Unsecured debt is debt that is not guaranteed or “backed” by any collateral. Essentially this means that if you default on an unsecured debt there is nothing that the creditor can take from you to recoup their losses. Interest rates tend to be higher on unsecured debt because there is no collateral for the creditor to seize. Credit cards fall into the category of unsecured debt. Because credit cards are unsecured they cannot seize any of your possessions if you do not pay off the balance. Creditors attempting to collect on a delinquent unsecured debt typically turn the account over to a collection agency. These collection agencies will often use a law firm to sue you in an attempt to collect on the unsecured debt.
Secured debt is debt that is backed by some type of collateral. Mortgages and vehicle loans are two examples of secured debts.
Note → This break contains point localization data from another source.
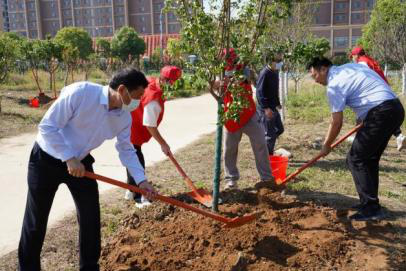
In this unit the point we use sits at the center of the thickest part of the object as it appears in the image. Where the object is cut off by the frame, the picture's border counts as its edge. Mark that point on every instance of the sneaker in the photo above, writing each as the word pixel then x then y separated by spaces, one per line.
pixel 400 141
pixel 282 152
pixel 231 185
pixel 361 216
pixel 143 202
pixel 350 139
pixel 356 207
pixel 129 195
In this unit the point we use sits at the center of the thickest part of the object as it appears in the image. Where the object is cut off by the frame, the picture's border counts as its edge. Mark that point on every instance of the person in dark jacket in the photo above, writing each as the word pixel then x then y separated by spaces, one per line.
pixel 268 100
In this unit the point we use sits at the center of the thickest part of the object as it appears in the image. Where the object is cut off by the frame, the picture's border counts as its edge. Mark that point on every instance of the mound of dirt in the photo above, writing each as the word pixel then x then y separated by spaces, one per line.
pixel 290 235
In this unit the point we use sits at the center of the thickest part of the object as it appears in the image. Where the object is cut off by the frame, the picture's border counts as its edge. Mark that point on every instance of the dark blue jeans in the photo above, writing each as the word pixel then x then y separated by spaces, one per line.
pixel 366 150
pixel 273 128
pixel 45 174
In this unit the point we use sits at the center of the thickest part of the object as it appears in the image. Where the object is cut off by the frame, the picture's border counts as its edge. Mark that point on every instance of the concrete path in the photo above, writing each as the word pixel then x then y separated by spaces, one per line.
pixel 185 121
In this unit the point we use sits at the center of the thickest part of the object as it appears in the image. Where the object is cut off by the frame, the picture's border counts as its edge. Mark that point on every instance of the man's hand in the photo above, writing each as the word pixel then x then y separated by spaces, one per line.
pixel 268 113
pixel 166 149
pixel 145 185
pixel 75 167
pixel 325 150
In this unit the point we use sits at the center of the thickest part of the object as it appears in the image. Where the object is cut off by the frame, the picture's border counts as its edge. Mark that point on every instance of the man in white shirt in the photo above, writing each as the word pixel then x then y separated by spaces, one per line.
pixel 376 105
pixel 146 119
pixel 80 120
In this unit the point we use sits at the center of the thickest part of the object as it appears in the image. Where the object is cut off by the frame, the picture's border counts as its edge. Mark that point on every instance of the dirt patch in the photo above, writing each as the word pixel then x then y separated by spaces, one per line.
pixel 290 235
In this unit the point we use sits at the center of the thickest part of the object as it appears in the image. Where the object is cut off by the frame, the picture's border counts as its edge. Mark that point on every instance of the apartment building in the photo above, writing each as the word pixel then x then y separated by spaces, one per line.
pixel 101 18
pixel 341 22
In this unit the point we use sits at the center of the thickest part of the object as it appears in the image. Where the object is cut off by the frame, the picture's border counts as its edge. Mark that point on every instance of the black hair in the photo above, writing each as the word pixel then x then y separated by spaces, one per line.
pixel 129 77
pixel 318 62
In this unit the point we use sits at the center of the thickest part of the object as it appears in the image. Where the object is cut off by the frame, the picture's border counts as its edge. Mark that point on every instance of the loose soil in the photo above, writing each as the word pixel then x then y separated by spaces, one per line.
pixel 290 235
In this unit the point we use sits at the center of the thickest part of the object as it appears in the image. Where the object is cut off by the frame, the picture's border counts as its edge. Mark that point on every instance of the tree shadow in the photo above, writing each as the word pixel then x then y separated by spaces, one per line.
pixel 327 165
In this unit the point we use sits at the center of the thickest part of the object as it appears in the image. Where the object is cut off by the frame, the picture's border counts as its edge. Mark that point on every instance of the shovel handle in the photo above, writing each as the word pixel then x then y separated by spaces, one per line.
pixel 315 159
pixel 182 172
pixel 167 200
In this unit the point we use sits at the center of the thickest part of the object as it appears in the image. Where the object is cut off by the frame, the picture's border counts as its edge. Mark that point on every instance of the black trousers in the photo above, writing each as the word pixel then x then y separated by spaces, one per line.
pixel 273 128
pixel 369 143
pixel 45 174
pixel 130 179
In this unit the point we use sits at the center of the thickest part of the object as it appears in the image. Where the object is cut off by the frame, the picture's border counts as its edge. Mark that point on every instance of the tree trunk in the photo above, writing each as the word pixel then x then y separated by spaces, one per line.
pixel 50 79
pixel 217 165
pixel 281 96
pixel 286 84
pixel 35 75
pixel 404 80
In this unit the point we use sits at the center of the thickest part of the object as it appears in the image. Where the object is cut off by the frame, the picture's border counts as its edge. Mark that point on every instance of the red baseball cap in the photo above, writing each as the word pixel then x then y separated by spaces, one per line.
pixel 172 73
pixel 357 51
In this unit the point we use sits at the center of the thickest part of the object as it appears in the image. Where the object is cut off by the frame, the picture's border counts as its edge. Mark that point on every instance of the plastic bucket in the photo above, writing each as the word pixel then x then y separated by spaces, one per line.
pixel 34 102
pixel 279 165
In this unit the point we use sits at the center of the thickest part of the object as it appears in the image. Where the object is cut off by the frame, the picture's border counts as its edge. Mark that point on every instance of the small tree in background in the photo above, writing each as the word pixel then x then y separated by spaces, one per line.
pixel 174 52
pixel 9 49
pixel 127 46
pixel 52 60
pixel 76 46
pixel 208 34
pixel 34 55
pixel 385 34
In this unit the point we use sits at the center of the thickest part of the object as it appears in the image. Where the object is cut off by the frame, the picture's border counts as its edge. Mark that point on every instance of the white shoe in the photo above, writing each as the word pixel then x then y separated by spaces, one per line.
pixel 350 139
pixel 144 203
pixel 400 141
pixel 129 195
pixel 231 185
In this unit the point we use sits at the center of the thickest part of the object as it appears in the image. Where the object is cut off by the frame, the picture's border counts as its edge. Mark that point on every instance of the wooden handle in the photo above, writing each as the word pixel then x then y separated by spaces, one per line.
pixel 314 160
pixel 167 200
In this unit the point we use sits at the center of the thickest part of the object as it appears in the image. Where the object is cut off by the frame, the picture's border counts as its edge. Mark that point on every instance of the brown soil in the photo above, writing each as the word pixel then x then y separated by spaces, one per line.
pixel 291 235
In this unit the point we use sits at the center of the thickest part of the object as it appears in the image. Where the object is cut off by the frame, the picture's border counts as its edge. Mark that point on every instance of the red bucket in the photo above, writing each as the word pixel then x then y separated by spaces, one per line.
pixel 279 165
pixel 34 102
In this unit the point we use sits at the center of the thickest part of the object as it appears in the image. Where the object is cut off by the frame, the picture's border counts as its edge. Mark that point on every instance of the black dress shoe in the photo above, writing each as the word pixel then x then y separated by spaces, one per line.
pixel 368 216
pixel 357 207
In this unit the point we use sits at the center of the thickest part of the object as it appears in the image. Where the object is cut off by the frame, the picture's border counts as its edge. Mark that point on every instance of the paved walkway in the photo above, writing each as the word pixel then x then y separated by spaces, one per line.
pixel 185 121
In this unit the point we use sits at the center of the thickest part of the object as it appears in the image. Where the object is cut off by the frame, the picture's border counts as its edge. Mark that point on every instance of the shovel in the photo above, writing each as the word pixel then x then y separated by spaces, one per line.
pixel 198 194
pixel 229 222
pixel 315 159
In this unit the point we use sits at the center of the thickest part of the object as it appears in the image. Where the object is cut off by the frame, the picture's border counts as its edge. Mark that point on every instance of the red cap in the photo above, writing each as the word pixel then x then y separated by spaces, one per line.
pixel 231 60
pixel 172 73
pixel 357 51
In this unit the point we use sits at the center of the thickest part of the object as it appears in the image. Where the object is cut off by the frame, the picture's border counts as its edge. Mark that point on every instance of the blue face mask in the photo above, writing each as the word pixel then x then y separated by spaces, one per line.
pixel 279 65
pixel 134 103
pixel 247 72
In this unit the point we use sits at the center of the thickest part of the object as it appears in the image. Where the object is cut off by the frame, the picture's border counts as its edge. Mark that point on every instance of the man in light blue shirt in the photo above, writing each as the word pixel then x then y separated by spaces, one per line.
pixel 80 120
pixel 375 104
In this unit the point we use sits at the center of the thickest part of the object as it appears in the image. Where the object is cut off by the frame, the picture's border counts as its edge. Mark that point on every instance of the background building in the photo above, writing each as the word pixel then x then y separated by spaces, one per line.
pixel 101 18
pixel 341 21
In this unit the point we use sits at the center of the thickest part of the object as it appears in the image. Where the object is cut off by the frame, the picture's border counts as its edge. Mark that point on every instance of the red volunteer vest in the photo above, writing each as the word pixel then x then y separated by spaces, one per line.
pixel 139 133
pixel 372 64
pixel 245 115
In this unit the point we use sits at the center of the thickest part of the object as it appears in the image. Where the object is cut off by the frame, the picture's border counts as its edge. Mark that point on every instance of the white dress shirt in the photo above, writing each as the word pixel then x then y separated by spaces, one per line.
pixel 151 114
pixel 358 87
pixel 80 121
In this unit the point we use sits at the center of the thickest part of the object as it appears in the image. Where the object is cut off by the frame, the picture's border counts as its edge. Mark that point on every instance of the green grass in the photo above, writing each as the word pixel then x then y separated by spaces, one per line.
pixel 308 114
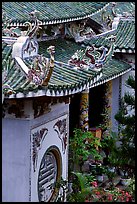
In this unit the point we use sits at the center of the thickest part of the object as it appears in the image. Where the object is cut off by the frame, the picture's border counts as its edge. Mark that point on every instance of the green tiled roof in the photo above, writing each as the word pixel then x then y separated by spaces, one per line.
pixel 64 49
pixel 64 80
pixel 125 37
pixel 51 11
pixel 121 8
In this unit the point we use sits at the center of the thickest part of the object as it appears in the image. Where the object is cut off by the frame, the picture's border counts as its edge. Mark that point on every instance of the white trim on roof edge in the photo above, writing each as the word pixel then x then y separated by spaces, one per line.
pixel 63 20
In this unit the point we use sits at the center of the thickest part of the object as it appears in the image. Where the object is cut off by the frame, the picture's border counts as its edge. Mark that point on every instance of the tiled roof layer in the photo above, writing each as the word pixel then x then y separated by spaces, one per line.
pixel 125 37
pixel 48 11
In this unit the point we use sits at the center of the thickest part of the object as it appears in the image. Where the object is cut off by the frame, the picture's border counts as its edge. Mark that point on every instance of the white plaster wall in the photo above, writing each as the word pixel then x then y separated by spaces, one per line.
pixel 115 103
pixel 15 160
pixel 58 112
pixel 124 88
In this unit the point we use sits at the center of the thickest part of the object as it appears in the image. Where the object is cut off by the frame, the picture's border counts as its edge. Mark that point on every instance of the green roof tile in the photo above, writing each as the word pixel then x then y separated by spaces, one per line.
pixel 125 37
pixel 18 11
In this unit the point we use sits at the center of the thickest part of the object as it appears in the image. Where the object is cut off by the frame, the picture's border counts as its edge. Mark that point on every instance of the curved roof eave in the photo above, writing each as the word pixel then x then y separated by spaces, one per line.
pixel 55 19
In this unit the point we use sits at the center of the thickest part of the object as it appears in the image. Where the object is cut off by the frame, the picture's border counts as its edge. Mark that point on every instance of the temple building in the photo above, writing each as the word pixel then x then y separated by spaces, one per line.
pixel 61 61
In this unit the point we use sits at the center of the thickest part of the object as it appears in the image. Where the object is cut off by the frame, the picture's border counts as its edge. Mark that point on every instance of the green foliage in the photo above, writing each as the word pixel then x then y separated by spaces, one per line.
pixel 81 187
pixel 83 144
pixel 126 151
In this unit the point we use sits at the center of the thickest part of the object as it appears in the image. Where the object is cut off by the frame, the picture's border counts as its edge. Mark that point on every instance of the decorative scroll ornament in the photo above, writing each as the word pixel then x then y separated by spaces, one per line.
pixel 92 57
pixel 32 29
pixel 42 68
pixel 61 129
pixel 6 89
pixel 107 19
pixel 37 140
pixel 6 31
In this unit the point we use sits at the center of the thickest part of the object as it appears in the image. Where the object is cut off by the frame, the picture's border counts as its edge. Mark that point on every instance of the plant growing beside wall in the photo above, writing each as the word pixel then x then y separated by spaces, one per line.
pixel 126 119
pixel 82 145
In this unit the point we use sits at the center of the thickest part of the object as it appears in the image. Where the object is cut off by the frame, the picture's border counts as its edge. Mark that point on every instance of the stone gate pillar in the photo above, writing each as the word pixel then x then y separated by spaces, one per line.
pixel 109 103
pixel 84 105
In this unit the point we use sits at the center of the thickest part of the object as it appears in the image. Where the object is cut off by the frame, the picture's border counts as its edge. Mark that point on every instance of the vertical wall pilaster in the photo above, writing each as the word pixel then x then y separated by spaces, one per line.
pixel 84 105
pixel 109 103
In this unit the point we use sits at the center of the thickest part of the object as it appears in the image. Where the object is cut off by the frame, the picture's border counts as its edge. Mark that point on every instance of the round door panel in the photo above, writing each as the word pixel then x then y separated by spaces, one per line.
pixel 49 174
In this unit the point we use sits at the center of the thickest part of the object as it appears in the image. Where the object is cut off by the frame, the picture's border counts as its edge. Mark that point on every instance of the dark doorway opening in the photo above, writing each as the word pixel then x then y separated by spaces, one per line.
pixel 74 111
pixel 96 105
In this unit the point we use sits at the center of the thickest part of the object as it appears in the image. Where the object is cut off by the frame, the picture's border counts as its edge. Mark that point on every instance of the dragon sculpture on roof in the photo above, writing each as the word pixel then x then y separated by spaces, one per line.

With a secured loan if you allow the loan to become delinquent, the lender can foreclose on your home or repossess your vehicle. Because there are assets the lender can use to potentially recoup their loss in the event of a loan default, interest rates are generally lower on secured loans.
What happens to different types of debts in Bankruptcy?
Generally speaking all unsecured debts are discharged in bankruptcy. This means you will not be responsible for debts such as; credit cards, medical bills, or an cell phone bill. However, with secured debt you must either continuing paying on the debt or risk losing the collateral. For example, if you have a car that you want to keep and you file for bankruptcy, then you must keep paying on the car or else you will it. However, if you have a vehicle that you don’t want to keep then you can stop making the payments and surrender it to the bank. Once you have filed bankruptcy then the banks only recourse will be to take back their collateral, they may not also pursue you for any losses.